More Italian companies are set to open shops in Uganda following the opening up of a new networking club which brings together all Italian businesspeople, the Business Club Italia.
The club, officially launched in Kampala last week at the Italian ambassador's residence in Kololo, started its work by bringing 20 new Italian companies to this year's Kampala International Trade fair.
According to Giorgio Petrangeli, the CEO Sobetra Uganda Limited and president of the club, the 20 companies were here on a fact finding mission to establish partnerships with Ugandan businesspeople and to understand the Ugandan market.
Italy and Uganda have a long tradition of working together stretching over 150 years ago.
In fact the two countries are warming up to celebrate, in three years, the 100 years of St Joseph's hospital in Kitgum, founded by an Italian in 1915.
"Many Italians have been working in Uganda when very few people believed that Uganda could have done it. We will continue doing this -showing the Italian quality and capacity, working together, not imposing, hand-in-hand teaching each other. We have to learn from you as well," said Staffan de Mistura, Italy's minister of state for Foreign Affairs who officiated at the launch.
According to Stefano A. Dejak, the Italian ambassador to Uganda, the formation of the club is to rebuild ties and rekindle the relationship between the Italian and Ugandan community.
"This relationship needs a change now," Dejak told The Observer. This change according to Dejak is epitomized in a new book titled Italy in Uganda; From Aid to Growth.

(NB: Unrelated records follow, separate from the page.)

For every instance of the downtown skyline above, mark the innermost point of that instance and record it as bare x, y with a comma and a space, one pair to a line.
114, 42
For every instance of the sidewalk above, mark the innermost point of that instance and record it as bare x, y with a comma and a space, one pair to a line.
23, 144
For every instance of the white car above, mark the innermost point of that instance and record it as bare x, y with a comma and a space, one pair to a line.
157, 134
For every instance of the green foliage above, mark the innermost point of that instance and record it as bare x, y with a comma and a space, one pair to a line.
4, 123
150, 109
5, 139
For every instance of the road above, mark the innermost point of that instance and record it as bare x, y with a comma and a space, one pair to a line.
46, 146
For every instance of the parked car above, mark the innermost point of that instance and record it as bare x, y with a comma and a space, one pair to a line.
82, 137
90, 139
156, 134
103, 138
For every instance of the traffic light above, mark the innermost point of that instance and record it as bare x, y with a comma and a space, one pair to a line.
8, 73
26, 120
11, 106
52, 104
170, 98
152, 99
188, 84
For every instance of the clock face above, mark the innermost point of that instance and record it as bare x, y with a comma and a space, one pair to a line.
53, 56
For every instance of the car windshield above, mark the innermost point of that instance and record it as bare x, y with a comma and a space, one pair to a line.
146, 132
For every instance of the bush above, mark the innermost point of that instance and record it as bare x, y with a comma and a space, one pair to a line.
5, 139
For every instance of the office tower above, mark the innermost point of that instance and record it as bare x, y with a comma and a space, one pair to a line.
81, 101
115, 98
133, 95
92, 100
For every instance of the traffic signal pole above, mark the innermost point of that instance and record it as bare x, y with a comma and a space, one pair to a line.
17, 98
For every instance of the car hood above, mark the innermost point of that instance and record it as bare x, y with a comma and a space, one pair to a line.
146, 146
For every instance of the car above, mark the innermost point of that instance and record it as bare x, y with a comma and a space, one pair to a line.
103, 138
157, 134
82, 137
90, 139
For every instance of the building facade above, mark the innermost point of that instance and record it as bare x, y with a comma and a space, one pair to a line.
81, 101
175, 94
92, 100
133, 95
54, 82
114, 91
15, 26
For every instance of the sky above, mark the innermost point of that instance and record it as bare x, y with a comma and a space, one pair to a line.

"This is exactly the message. Growth is the present and future of Uganda. Italy is excellent in knowhow and will contribute to making sure that Uganda develops the many oils. The biggest oil that Uganda has is the amazing fertility of its soil -agriculture has an enormous potential in Uganda," Dejak said.
"Agriculture in Uganda needs to make a quick move from subsistence to commercial agriculture."
Dejak says there is potential for Uganda to export fruits, vegetables, fish and flowers to Italy, and the Italian companies will play an instrumental role in helping Ugandans process their agricultural products to have them exported.
Currently, there are about 22 Italian companies in Uganda among which is Salini (which built Bujagali dam), Draco (involved in construction of boreholes), Stirling, Wood Machinery, and Pizzeria Mamba Point.
According to Mistura, Uganda, which has just celebrated 50 years of independence, has shown capacity of rebuilding itself, of stability, and financial stability -something that would attract more Italian businesspeople with the opening of the club.
"We have a saying: 'Being together makes you stronger and efficient.' The Italian community in Uganda and abroad is unifying themselves into a club to be better, effective in responding to the needs of Ugandan market and to help Uganda business to come to Italy," Mistura noted.
Italians in Uganda are a community of about 600 people mainly involved in entrepreneurship, governmental and non-governmental cooperation and religious missions. According to Dejak, apart from agriculture, the Italians are interested in investing in sectors like energy and tourism.
For example, Dejak noted that the Source of the Nile is one area that needs to be developed, and Italy would be willing to rescue the precious site.
"It lacks infrastructure. A tourist goes to the source of Nile and sees water, which is beautiful but there is such a long history to this place," he said adding: "All tourists instead of going there take a picture and go away, they would settle and have a nice cafeteria, go into a nice museum explaining the long history of the search for the source of the Nile."
With a population of 60 million and a GDP of $2.1 trillion, Italy is the world's seventh largest economy. The country has a diversified industrial economy, divided into an industrial north and an agricultural south.